Saturday, September 24, 2016

If Your Doctor Can’t Figure Out Why Your Knees Hurt ...

You might want to get a bone scan to  look for abnormalities.

The more I watch Dr. Scott F. Dye speak (thanks to TriAgain for yet another link), the more I’m convinced that knowing what's going on with the bone behind the cartilage is often critical to understanding knee pain. That’s what Dye thinks, and he makes a good case.

He attacks a lot of the received wisdom on what causes knee pain. He’s refreshingly unorthodox. For instance: what surgeon hates surgery? But he pretty much does, except for limited instances, and he appears to favor the least amount of surgery possible.

He’s also almost vitriolic in his dislike of structuralists. You know, the dozens of doctors who tell you your problem is because your kneecap is mistracking. I remember my first orthopedic doctor cited this as a reason for my pain, then when I queried him further on the point, he kind of mumbled it away. That’s probably because my kneecaps sat quite normally in their groove on my X-ray. So he probably realized that that standard argument was absurd.

Dye also doesn’t think much of blaming cartilage defects for your pain. On this, I’m not quite convinced – the cartilage does attenuate forces traveling through the joint, and if it’s damaged or missing, well, that seems significant. And Dye himself (through self-experimentation – now that’s dedication!) identified the synovium as being highly innervated, and a possible source of knee pain. So perhaps fragments of damaged cartilage could migrate through the synovial fluid to the synovium, irritating it?

Still, in his defense, he claims to have grade three chondromalacia in one of his knees – and it’s totally asymptomatic. So maybe I’m guilty of overselling the line “heal your cartilage.” Even so, I think my program for getting better would have fit a lot of his criteria for what makes sense for fixing bad knees: go slow, and stay within your “envelope of function.”

Curious about Dr. Dye, and what the heck I’m talking about? Check out these links:

Why You Need to Know About the “Envelope of Function”

What Implications Does “Envelope of Function” Have for Designing a Plan to Beat Knee Pain?

Scott F. Dye on Why Your Knee Pain Diagnosis Stinks (And Why You’re Not Getting Better)
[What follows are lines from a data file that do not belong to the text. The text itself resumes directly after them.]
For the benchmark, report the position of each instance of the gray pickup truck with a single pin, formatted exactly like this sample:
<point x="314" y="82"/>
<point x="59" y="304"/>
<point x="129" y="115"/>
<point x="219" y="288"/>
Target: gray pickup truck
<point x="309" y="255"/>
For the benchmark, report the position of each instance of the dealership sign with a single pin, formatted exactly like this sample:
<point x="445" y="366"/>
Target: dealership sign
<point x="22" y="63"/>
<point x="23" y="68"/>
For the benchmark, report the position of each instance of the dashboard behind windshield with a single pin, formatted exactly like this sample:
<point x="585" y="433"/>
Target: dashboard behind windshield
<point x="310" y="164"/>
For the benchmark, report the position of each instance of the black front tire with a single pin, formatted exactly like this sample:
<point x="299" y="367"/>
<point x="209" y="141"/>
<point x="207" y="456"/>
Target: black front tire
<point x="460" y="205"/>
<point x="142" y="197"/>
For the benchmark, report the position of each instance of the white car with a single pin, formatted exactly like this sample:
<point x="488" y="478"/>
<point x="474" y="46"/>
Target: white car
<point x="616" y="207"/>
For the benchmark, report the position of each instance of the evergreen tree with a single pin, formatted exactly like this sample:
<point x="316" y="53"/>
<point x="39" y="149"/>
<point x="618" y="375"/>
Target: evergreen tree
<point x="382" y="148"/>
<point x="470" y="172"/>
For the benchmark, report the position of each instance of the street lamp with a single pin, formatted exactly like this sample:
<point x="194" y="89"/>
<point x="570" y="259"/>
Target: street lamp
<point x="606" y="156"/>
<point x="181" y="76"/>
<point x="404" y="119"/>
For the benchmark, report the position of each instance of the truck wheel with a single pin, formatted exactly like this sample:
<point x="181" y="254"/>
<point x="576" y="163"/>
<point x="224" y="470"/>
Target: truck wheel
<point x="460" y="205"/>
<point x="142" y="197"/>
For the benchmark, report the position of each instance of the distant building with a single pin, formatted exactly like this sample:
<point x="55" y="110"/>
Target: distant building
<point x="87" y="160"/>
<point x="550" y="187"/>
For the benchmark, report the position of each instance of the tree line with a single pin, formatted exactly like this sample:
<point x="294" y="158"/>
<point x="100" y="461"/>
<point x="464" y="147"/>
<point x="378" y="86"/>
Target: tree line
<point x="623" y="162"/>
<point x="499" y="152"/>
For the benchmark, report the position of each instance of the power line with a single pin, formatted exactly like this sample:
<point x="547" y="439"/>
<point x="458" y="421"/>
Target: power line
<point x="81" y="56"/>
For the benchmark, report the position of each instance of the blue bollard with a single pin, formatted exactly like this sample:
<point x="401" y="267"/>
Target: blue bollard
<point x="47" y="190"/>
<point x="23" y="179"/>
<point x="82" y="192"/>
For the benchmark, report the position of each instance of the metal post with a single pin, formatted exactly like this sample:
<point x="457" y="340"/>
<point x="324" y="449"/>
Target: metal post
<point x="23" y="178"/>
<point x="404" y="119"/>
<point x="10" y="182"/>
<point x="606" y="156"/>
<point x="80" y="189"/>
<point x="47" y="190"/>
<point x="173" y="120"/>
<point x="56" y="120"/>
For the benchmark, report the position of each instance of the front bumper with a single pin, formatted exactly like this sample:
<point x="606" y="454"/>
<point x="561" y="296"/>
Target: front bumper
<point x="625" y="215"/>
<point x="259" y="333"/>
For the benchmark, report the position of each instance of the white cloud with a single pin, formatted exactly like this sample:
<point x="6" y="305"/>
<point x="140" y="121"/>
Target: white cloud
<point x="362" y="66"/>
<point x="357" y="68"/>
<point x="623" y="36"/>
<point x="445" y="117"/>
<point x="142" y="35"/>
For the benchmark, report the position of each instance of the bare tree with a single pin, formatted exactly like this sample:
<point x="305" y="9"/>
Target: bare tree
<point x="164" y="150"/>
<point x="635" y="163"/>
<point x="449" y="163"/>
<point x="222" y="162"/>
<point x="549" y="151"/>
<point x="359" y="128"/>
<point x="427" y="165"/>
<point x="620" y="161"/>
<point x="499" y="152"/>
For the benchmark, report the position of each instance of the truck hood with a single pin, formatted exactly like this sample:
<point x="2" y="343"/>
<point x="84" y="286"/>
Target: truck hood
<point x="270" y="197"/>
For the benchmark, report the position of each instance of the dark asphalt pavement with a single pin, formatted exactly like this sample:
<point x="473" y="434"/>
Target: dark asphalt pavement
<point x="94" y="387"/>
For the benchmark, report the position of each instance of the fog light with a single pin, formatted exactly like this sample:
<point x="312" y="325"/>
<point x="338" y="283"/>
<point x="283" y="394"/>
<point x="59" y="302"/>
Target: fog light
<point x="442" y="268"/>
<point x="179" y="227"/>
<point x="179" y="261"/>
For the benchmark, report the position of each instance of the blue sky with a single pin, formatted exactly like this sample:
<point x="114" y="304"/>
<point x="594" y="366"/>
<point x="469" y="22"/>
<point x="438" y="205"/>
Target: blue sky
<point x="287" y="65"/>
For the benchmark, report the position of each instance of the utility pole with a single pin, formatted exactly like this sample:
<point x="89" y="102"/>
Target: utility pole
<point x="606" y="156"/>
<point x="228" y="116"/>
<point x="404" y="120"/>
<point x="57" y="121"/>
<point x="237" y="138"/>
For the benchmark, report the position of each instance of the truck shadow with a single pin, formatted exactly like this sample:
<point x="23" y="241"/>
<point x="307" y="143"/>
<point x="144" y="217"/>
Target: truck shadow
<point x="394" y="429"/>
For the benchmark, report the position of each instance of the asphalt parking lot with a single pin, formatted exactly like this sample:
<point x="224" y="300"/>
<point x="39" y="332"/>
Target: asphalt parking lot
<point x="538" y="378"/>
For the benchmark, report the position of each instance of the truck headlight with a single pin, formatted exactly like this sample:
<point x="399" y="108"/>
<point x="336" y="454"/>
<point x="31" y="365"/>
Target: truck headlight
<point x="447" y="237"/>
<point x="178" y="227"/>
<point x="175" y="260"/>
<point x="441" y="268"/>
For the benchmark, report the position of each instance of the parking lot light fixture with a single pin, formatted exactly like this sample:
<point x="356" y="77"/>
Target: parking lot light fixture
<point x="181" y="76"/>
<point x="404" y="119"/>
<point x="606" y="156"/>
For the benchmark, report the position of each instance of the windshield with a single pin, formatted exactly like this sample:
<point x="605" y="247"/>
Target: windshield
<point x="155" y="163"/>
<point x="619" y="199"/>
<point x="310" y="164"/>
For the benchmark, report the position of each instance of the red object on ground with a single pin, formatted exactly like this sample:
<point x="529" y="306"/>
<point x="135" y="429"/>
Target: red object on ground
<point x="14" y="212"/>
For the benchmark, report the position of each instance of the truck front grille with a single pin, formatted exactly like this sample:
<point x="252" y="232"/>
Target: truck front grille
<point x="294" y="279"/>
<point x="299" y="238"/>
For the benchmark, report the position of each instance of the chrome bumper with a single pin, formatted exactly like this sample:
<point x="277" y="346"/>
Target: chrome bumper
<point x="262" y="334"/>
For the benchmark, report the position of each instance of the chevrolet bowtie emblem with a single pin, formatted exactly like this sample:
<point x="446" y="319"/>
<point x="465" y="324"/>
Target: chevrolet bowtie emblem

Sunday, September 11, 2016

Decoding What Those Crackly Knees Mean

I found this research study interesting and wanted to share:
Engineers are developing an acoustic knee band equipped with microphones and vibration sensors that can listen and measure sounds inside the joint — and could lead to a way to help orthopedic specialists assess damage after an injury and track recovery progress.
Hmm. Apparently the listening device on the knee band was created by combining microphones with piezoelectric film, which is very sensitive to vibrations. The microphones are placed against the skin.

Of course all knees make noise: pops, creaks, crackling. Often these are benign. But when you have knee pain, they're called "crepitus" and take on a new significance. It turns out, even if the noises are hard to make sense of, there is at least one message in there:

An injured knee makes markedly different sounds than a normal knee. “It’s more erratic,” according to Omer Inan, an assistant professor of electrical and computer engineering at Georgia Tech. “A healthy knee produces a more consistent pattern of noises.”

Inan, in recording the sounds knees make, has encountered challenges. Fluid that surrounds the joint interferes with sound waves, and moving your knees causes its own kind of noise that can drown out other noises that are more important.

As someone who listened hard to his injured knees, I’m interested in what they find. I do think knee sounds are meaningful, but I also think it’s very hard to figure out that meaning.